Then Deep and I started talking about our friendship, and she said we did not understand each other well; I was a little stunned because I felt close to her. Of course I inquired about why she felt this way, and Deepika starts telling me in a frank way about all the things she cannot understand about me, beginning with what she sees as a preoccupation with money. What began as a nice chat over chai was turning into an impromptu counseling session, and I was not going to leave until it was over.
I don't recall all the details about the conversation, but by the end, I felt like I needed to do some shuffling of my cards. After we were talking about all of these things she saw in me (I was asking her too, it wasn't like she was just reading off an endless list of bad things she noticed), she could read my face, she could tell I was a little bummed. "Oh, shoot, I'm sorry. Should I not have said those things?" she asked. She said she didn't mean to upset me, she thought I was a "strong girl," and I told her that I appreciated her honesty and bluntness, though I was just a little deflated after hearing these things from someone who I want to like me, someone who I admire very much. She said sometimes she has trouble holding her tongue, and I told her she needs to continue being honest, though maybe in the future it could help to make her criticism more positive, especially when dealing with people who might not understand she was merely trying to help.

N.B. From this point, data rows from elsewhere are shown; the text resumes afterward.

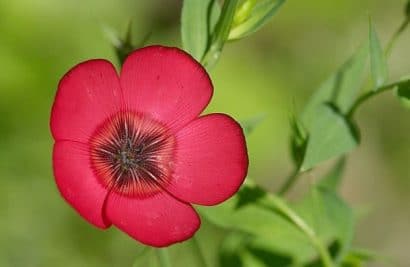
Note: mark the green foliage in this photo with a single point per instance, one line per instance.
(340, 89)
(330, 135)
(124, 46)
(196, 25)
(270, 229)
(378, 63)
(331, 181)
(250, 124)
(298, 141)
(220, 34)
(403, 92)
(252, 15)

For the past couple of years, I have been the butt of countless jokes by my brothers and Dad about my cheapness, but I have never heard these things said by friends. When I did, I realized that something serious was up, not because I don't respect my family, but because there's something different about friends' criticism, especially when it's that of a petite Indian girl whom I respect a great deal. I now realize that there's no use in putting stress on a friendship because of a small amount of money, or making a big deal out of 200 rupees.

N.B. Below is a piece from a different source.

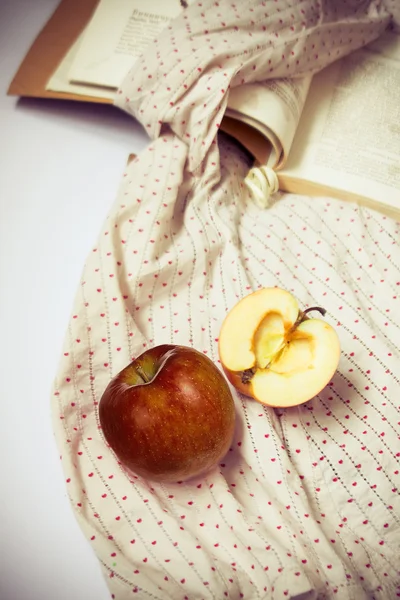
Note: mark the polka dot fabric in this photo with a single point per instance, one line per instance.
(306, 502)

While I still catch myself in exasperation responding, "50 rupees!," like yesterday at the concessions stand before seeing Harry Potter and the Deathly Hallows: Part I, when I had to pay 50 rupees for a normally 25 rupee can of diet Pepsi, I do my best to joke about this strange phenomenon with friends; in fact, I am not the only one of us Americans who has become so accustomed to Indian prices that s/he becomes shocked when the rupee price is much more than expected, even though the price difference actually comes out to be very little in American money!
Deepika, Ren, Stevie, Liz, and I behind the Taj Mahal during Fall Break
I guess that's the best way to do it, to turn individual weaknesses into group issues so that people can help each other see themselves better. This is one of the essential reasons why we need good friends, to point out those things about ourselves which we have conditioned ourselves to overlook, and to help us laugh out our old moldy parts to make room for the light.
Stevie, Deepika, and I trying to make one of those silly jumping pictures in front of the Taj Mahal!